“ERAP is a six-month-long, single-arm, open-label, phase IIa biomarker-driven study evaluating if the drug rapamycin can be repurposed to treat Alzheimer’s disease. Fifteen patients will be included and treated with a weekly dose of 7 mg rapamycin for six months. The primary endpoint will be change in cerebral glucose uptake, measured using [18F]FDG positron emission tomography. Secondary endpoints include changes in cognitive measures, markers in cerebrospinal fluid as well as cerebral blood flow measured using magnetic resonance imaging. As exploratory outcomes, the study will assess change in multiple age-related pathological processes, such as periodontal inflammation, retinal degeneration, bone mineral density loss, atherosclerosis and decreased cardiac function. … If successful, the study would provide a strong rationale for large-scale evaluation of mTOR-inhibitors as a potential disease-modifying treatment in Alzheimer’s disease.”

This trial is ongoing. Meanwhile, they’ve just reported the PK data:

“This open-label pilot study investigated the pharmacokinetic properties of weekly oral rapamycin in 13 patients with early-stage AD. Participants received 7 mg weekly (11 patients) or reduced doses (2 mg and 4 mg; 2 patients) for 26 weeks. Blood concentrations were measured at four timepoints (pre-dose/Cmin, and 1-, 3-, and 48-h post-dose) during week 13. Moderate interindividual variability was observed across timepoints (coefficient of variation was 0.28–0.40), with the 48-h sample showing the lowest variability (CoV = 0.28) and strongest correlation with Cmin from the previous dosing (r = 0.72). Estimate of terminal half-life (68.9 ± 13.6 h) aligned with previous studies. Blood concentrations at Cmin were below immunosuppressive levels in all participants.”

Thanks for sharing. On the BBB crossing @John_Hemming:

The extent to which rapamycin passes the BBB is unclear. The drug´s high molecular weight (914.2 Da) and its status as an efflux pump substrate suggest limited permeability.
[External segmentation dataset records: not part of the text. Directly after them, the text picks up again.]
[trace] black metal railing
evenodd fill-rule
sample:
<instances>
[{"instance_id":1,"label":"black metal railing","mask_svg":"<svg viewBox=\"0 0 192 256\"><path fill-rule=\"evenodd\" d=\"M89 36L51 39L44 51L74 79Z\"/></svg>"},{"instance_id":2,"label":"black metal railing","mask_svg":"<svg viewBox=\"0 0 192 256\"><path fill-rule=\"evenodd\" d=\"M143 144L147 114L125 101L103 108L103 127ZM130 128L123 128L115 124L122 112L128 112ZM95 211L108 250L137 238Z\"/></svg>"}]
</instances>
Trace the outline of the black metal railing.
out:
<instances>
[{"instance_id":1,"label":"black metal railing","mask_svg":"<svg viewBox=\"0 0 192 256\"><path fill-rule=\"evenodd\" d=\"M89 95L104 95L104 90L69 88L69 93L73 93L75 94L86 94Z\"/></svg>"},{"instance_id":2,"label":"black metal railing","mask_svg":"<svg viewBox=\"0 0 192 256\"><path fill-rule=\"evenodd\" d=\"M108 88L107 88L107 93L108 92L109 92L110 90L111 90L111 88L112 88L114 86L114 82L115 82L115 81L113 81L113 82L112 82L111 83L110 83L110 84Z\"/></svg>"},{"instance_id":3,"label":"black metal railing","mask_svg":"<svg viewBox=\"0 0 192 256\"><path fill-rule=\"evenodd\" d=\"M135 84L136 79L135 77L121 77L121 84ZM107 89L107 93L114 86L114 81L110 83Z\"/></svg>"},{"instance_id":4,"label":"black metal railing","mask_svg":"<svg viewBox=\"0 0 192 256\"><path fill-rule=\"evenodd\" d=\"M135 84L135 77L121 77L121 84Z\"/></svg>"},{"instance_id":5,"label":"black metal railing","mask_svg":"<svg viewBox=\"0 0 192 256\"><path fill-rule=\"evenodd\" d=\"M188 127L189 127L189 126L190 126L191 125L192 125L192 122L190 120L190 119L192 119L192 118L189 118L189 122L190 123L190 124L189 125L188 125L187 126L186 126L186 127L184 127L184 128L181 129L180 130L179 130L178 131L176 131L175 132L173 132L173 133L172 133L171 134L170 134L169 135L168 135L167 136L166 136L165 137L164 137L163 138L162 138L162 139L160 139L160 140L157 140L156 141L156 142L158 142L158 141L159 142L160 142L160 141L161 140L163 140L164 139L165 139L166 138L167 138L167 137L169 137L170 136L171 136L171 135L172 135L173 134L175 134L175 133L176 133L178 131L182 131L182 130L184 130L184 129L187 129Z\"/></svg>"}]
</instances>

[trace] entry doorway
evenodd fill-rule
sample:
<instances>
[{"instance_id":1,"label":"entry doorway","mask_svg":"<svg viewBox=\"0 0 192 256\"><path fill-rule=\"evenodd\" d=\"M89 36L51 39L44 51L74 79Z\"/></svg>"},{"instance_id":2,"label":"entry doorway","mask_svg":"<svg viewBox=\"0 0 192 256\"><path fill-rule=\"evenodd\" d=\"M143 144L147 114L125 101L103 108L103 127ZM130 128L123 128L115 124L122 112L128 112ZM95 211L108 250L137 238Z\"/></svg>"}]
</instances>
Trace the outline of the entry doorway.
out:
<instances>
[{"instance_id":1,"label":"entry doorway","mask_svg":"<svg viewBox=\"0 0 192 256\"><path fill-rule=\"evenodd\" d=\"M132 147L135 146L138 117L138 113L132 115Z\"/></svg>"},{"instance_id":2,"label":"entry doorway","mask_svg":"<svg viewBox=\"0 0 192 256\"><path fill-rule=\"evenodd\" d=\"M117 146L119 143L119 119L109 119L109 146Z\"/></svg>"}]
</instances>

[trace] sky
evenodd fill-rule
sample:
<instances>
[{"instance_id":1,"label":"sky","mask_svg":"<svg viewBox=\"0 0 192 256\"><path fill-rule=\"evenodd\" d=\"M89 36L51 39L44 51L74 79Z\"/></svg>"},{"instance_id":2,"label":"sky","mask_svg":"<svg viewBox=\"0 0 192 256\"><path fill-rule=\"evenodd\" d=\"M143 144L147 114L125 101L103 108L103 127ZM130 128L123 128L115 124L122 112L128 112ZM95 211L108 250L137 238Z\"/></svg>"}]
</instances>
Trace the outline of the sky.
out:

One study of rapamycin in patients with amyotrophic lateral sclerosis showed no quantifiable levels of sirolimus in CSF using LC–MS/MS [15]. To assess whether LC–MS/MS could reliably quantify rapamycin in CSF, we developed a method achieving an LLOQ of 20 ng/mL. While further optimization might lower this threshold, reaching the single-digit pg/mL range—necessary to definitively rule out the presence of a pharmacologically relevant concentration—was deemed unfeasible. Given this, we elected not to perform any analysis of rapamycin concentration on the CSF data collected from the study participants in our trial. This constrained LLOQ should also be taken into consideration when interpreting the published dataset where no rapamycin could be detected in CSF of patients on the drug [15]. While some clinical data suggest BBB passage—such as rapamycin’s efficacy in treating cerebral manifestations of tuberous sclerosis complex in humans [21]—the question of its extent of brain delivery remains open. Given the expected low free concentration in CSF, one option for future research is to perform post-mortem analysis of brain tissue from rapamycin-fed laboratory animals. Alternatively, labelling rapamycin with a radioactive nuclide and perform micro-dosing experiments using positron emission tomography (PET) could provide further insights into its brain exposure.

There is another question which is where the CSF is tested as one would assume the concentration of any rapamycin in CSF would not be consistent particularly given the pumping proteins.